I now find myself at the London Anarchist Bookfair afterparty, hosted by Dissident Island, a crew I spent several years with (at varying levels of participation), helping to produce an online radio show, based out of East London squats and social centres. I learnt a huge amount from them, and haven’t seen most of them for a while. To my relief, one of the D*I DJs, Squeaky Grinder is replacing the techno with deep, skunk-infused dubstep.
Even though I’ve been away for some time, I’m well acquainted with these territories: liminal, temporary spaces sprouting from the cracks of the city, at the borderlands of contemporary capitalism and host to a renegade aesthetic intent on designing it’s own future, free from the impositions of what Terrence McKenna referred to as ‘dominator culture’. Stepping back into this realm, it suddenly hit me how much of my 20s had been shaped by these spaces and their contradictions. I’ve put few if any of these thoughts down on paper before.

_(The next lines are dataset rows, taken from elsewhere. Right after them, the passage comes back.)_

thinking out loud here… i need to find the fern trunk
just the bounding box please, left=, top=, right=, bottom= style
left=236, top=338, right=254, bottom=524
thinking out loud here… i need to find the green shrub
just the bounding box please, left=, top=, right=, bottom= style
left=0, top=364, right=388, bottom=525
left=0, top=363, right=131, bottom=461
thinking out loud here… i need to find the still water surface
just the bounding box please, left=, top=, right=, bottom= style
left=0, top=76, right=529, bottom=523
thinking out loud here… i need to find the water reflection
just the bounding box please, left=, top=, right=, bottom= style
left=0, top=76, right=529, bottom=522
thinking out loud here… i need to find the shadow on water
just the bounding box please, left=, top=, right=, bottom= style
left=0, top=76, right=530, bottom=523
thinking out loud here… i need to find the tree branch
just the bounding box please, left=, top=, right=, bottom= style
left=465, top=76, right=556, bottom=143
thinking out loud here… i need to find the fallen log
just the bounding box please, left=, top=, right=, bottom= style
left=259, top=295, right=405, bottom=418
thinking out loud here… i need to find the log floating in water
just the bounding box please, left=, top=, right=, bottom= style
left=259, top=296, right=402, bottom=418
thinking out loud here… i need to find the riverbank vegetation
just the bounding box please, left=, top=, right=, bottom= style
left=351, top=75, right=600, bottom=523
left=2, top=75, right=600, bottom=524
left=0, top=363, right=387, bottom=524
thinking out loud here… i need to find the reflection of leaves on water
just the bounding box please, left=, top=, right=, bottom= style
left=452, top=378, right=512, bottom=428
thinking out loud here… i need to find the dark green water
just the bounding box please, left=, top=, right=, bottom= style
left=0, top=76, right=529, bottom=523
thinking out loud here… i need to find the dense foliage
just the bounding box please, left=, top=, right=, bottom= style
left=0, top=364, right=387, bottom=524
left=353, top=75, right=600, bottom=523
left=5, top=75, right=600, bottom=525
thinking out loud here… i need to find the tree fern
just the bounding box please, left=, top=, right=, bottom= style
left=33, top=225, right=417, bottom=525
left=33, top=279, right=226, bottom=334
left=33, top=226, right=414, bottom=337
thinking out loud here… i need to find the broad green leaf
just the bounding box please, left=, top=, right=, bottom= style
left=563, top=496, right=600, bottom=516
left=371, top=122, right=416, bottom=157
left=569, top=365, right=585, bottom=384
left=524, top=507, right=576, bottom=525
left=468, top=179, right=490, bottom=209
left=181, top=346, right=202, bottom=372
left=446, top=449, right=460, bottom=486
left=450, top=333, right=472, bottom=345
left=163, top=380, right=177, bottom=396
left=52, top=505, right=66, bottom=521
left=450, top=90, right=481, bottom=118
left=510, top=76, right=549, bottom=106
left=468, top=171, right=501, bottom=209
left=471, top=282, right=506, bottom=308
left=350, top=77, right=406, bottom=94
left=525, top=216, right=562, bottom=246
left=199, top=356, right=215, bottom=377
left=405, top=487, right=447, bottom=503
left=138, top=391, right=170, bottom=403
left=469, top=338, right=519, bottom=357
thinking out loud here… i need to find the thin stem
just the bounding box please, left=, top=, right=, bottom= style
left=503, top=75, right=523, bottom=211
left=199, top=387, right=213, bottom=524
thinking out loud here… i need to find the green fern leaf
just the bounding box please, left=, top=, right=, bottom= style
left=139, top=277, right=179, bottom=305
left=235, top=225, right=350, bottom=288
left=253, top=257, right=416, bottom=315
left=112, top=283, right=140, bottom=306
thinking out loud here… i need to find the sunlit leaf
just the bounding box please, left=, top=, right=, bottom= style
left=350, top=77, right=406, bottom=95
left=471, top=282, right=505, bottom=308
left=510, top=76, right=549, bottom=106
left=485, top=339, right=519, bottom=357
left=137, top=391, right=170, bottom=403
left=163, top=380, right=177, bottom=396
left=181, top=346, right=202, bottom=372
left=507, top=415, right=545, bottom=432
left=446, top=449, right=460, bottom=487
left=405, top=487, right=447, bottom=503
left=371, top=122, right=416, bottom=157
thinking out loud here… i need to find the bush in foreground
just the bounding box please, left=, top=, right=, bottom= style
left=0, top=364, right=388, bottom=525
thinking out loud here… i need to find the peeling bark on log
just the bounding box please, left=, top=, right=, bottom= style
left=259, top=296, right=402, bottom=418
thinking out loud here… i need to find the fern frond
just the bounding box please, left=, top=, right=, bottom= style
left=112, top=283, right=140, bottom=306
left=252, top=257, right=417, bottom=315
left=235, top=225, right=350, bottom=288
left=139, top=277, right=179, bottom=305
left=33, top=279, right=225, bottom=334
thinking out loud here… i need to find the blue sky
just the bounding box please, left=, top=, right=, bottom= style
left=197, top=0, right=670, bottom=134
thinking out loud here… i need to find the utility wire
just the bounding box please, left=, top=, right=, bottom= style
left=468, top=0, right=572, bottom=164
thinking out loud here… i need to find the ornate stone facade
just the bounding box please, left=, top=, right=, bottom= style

I first stumbled accidentally into this world when I was 22 and leading a peculiar double-life: surviving from the paltry wages of a internship in a publishing company and various short-lived bar jobs, squatting by night. It was a year of very strange experiences, including getting barricaded inside one building by private security guards employed by the City of London Corporation, while I had garbled conversations with my crew about attaching kitchen knives to broom handles to ward off the dogs and organising for sandwiches to be put through the letterbox as emergency rations. Parties were a regular occurrence, as both benefit gigs for various groups, and purely for the sake of it.
At their best, squat parties are inclusive spaces where weirdos, misfits, and the curious can get together and listen to very loud sounds, free from restrictions on substance intake, dress codes and all the trappings of consumerist nightlife culture, with its bouncers, shit music and exorbitant prices. Furthermore, the squat party culture represents an alternative way of interacting with the city, underpinned by an anarchist sensibility that demands authentic experience in spaces that are collectively run, allowing for a wayward energy to flourish and breathe. These are spaces were sexism, homophobia, and other isms are not tolerated. This is the utopian arm of the free party culture, kept alive since the early 90s, but tracing its origins further back to the punk/squatter cultures of the 70s.
At their worst, squat parties can be nightmarish, apocalyptic experiences. Fed by a spiky, ‘fuck everything’ vibe verging on nihilism, they can be full of aggression and bad drugs, with music that sounds like sticking your heading in a tumble dryer along with a pneumatic drill, people pissing on the stairs and getting robbed at knifepoint in the toilets. Depending on the crews that ran them, some parties I’ve been to were like a twisted mirror to commercial raves: dodgy ‘security’ charging a tenner to stand in a broken down warehouse listening to horrifically dark and repetitive techno while shadowy huddles dissolve into k-holes in the corner.
Like other aspects of life, most squat parties contain elements of both these sets of competing energies. And maybe this antagonism is what gives them their own momentum – their open, boundary-dissolving potential balanced by a desire for chaos. Even at their best, squat parties, like all human endeavours are sometimes littered with their own contradictions. One aspect of the culture that has always grated with me is the under-representation of people of colour, something that is especially glaring given that most London squats I’ve known have existed in some of the city’s most ethnically diverse boroughs, including Hackney, Tower Hamlets, Lambeth and Southwark.
Despite this, I have learnt so much over the years: about the contradictions and messiness of cities; about the possibility to create art, music and media by yourself in a basement with a few scraps of scrounged materials; and about myself – my own desires, abilities, limitations and fears. Most of all, I learnt about the enormous dedication of crews who put huge amounts of energy into seeking out spaces, hauling their own rigs around the city in the middle of the night in battered vans, all for chaotic one-night celebrations of life in a city of eight million, only to have to clear the mess up in the morning.